Es sind viele, im Briefkasten vor dem Haus findet sie täglich Grüße vor – von Spaziergängern, Radfahrern, im Winter von Schlittschuhläufern. Die Post sammelt sie in einem großen Karton, „so viele liebenswürdige Zeilen“. Am Haus vorbei führt ein Jakobsweg, einmal hat sie vier junge Männer auf dem Weg von Gütersloh nach Rom hier beherbergt, sie schliefen im Garten, blieben – weil es so schön war – gleich vier Tage und halfen bei der Haus- und Gartenarbeit. Der alte Kanal, überlegt Birgit Hoffmann, ist wieder das, was er einmal war (und was sie in Schwarzenbruck gerne wieder daraus gemacht hätten): ein Begegnungsort, „ein richtiges Kulturgut in jeder Hinsicht“.

Das Haus im "Tatort"


Die Schleusenwärterhäuser – aus Sand- oder Ziegelstein nach einem in Details variierbarem Grundmuster gebaut, mit ihren Rundbogenfenstern klassizistisch angehaucht – werden heute ganz unterschiedlich genutzt, von Fischereivereinen, in Hirschaid von einem Hunde-Klub. In Mühlhausen ist ein Cafe eingezogen, in Burgthann ein Biergarten, in Dietfurt ein kleines Museum.

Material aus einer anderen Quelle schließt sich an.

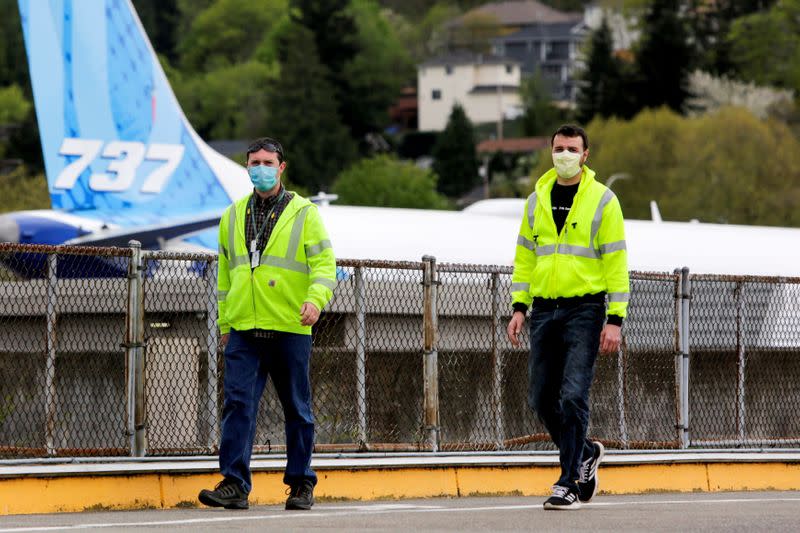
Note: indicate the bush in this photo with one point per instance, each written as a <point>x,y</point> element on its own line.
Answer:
<point>383,181</point>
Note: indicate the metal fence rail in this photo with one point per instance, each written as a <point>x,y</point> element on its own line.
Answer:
<point>115,351</point>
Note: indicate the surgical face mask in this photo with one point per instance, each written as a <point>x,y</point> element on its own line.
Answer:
<point>567,163</point>
<point>264,178</point>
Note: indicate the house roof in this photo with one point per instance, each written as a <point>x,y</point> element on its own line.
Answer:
<point>467,58</point>
<point>514,146</point>
<point>558,30</point>
<point>492,89</point>
<point>521,13</point>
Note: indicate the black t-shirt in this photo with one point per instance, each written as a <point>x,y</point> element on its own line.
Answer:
<point>561,199</point>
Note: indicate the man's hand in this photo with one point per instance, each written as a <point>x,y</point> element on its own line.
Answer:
<point>309,314</point>
<point>515,327</point>
<point>610,339</point>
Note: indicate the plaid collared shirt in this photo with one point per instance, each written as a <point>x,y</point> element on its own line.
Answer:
<point>262,207</point>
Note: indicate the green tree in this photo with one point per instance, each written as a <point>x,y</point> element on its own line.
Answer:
<point>230,102</point>
<point>540,117</point>
<point>383,181</point>
<point>304,117</point>
<point>663,58</point>
<point>455,158</point>
<point>602,82</point>
<point>228,32</point>
<point>365,63</point>
<point>766,46</point>
<point>160,19</point>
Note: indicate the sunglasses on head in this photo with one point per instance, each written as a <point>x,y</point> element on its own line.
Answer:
<point>269,146</point>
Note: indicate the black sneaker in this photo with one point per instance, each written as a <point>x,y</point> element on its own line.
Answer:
<point>228,494</point>
<point>563,499</point>
<point>587,482</point>
<point>301,497</point>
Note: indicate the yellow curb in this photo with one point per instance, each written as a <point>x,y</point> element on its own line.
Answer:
<point>37,494</point>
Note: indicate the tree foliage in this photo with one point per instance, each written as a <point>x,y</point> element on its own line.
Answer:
<point>384,181</point>
<point>455,158</point>
<point>604,83</point>
<point>663,58</point>
<point>712,168</point>
<point>304,117</point>
<point>766,46</point>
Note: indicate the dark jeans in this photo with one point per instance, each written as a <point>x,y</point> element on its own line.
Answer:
<point>248,362</point>
<point>564,345</point>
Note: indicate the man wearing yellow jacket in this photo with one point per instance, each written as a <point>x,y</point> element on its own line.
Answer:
<point>276,273</point>
<point>570,258</point>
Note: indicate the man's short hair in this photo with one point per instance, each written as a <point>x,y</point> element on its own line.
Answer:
<point>571,130</point>
<point>266,143</point>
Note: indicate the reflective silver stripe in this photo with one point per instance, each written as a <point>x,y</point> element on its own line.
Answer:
<point>238,260</point>
<point>598,214</point>
<point>531,208</point>
<point>297,233</point>
<point>613,247</point>
<point>285,263</point>
<point>317,248</point>
<point>616,297</point>
<point>232,240</point>
<point>329,283</point>
<point>580,251</point>
<point>525,243</point>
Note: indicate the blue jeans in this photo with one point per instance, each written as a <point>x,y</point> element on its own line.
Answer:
<point>248,362</point>
<point>564,345</point>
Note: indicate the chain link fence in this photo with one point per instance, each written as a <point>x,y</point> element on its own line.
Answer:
<point>115,352</point>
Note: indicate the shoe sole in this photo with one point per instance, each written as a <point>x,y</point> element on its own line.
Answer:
<point>295,507</point>
<point>573,507</point>
<point>211,502</point>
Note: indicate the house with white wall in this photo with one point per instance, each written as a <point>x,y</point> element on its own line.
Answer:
<point>486,86</point>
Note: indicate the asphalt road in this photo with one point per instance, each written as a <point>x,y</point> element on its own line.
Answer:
<point>750,511</point>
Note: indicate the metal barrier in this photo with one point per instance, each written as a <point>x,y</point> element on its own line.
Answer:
<point>114,351</point>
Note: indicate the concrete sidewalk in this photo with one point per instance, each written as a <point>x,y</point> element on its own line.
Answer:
<point>53,485</point>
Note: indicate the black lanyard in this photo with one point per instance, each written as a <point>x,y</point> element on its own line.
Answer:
<point>252,207</point>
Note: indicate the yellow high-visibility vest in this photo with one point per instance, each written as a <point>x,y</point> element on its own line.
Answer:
<point>296,266</point>
<point>589,255</point>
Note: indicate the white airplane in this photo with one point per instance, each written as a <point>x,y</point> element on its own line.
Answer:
<point>123,162</point>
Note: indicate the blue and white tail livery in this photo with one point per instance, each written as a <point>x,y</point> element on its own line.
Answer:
<point>121,159</point>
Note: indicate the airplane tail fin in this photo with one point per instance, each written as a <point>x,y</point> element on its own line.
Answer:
<point>113,134</point>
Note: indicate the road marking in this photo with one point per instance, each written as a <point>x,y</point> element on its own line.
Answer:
<point>378,509</point>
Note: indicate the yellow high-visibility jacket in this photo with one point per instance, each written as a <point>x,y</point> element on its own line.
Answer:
<point>296,266</point>
<point>589,255</point>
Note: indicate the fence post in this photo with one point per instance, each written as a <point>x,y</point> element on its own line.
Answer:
<point>50,364</point>
<point>738,294</point>
<point>212,343</point>
<point>361,355</point>
<point>497,363</point>
<point>431,356</point>
<point>684,294</point>
<point>134,344</point>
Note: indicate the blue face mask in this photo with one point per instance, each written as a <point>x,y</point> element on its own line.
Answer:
<point>264,178</point>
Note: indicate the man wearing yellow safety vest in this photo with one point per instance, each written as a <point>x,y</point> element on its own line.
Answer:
<point>570,258</point>
<point>276,273</point>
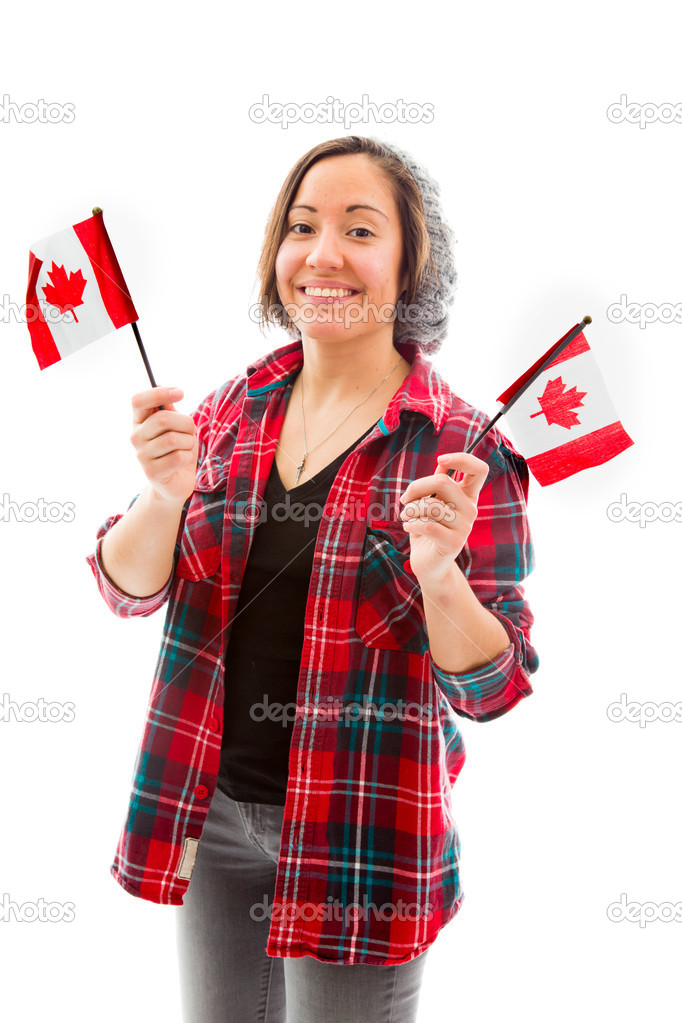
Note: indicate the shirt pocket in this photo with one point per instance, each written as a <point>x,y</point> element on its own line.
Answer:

Viele sind in Privatbesitz als Wohn- oder Wochenendhäuser, 35 gibt es noch, manche – bevor der Denkmalschutz galt – radikal umgebaut und kaum wiederzuerkennen. Birgit Hoffmanns Haus wird jetzt sogar berühmt, gerade drehte ein Fernsehteam hier – für den Franken-„Tatort“, aus der Schleuse wird ein etwas gespenstischer Ort, aber verraten darf sie natürlich nichts darüber.

Eine Kuh im Garten


Wer über den kleinen Hafen von Worzeldorf zurückkehrt in die Nürnberger Gartenstadt, kommt an der Schleuse 72 vorbei, es ist ein besonders hübsches Häuschen, zur Adventszeit steht immer eine Krippe im Fenster. Hier lebt, seit Jahrzehnten, Ludwig Bürgsteiner, er kann vom alten Kanal erzählen, er ist hier aufgewachsen – „mit den Kähnen, den Treidelpferden, und mit den Tieren“, wie er sagt, er hat als Kind noch mitgeholfen, die Schleuse zu bedienen. Sein Vater Michael Bürgsteiner war der letzte Schleusenwärter, ein Leben „wie ein Bauernhof“, erzählt der freundliche alte Mann, sei es gewesen, „mit Ziegen, Hasen, Hühnern, eine Kuh hatten wir im Garten“.


Ludwig Bürgsteiner ist 89 Jahre alt. Er wünscht dem Besucher noch viel Freude beim Spaziergang, selbst hat er noch ein wenig zu tun. Er will seine hübsche schwarze Katze füttern.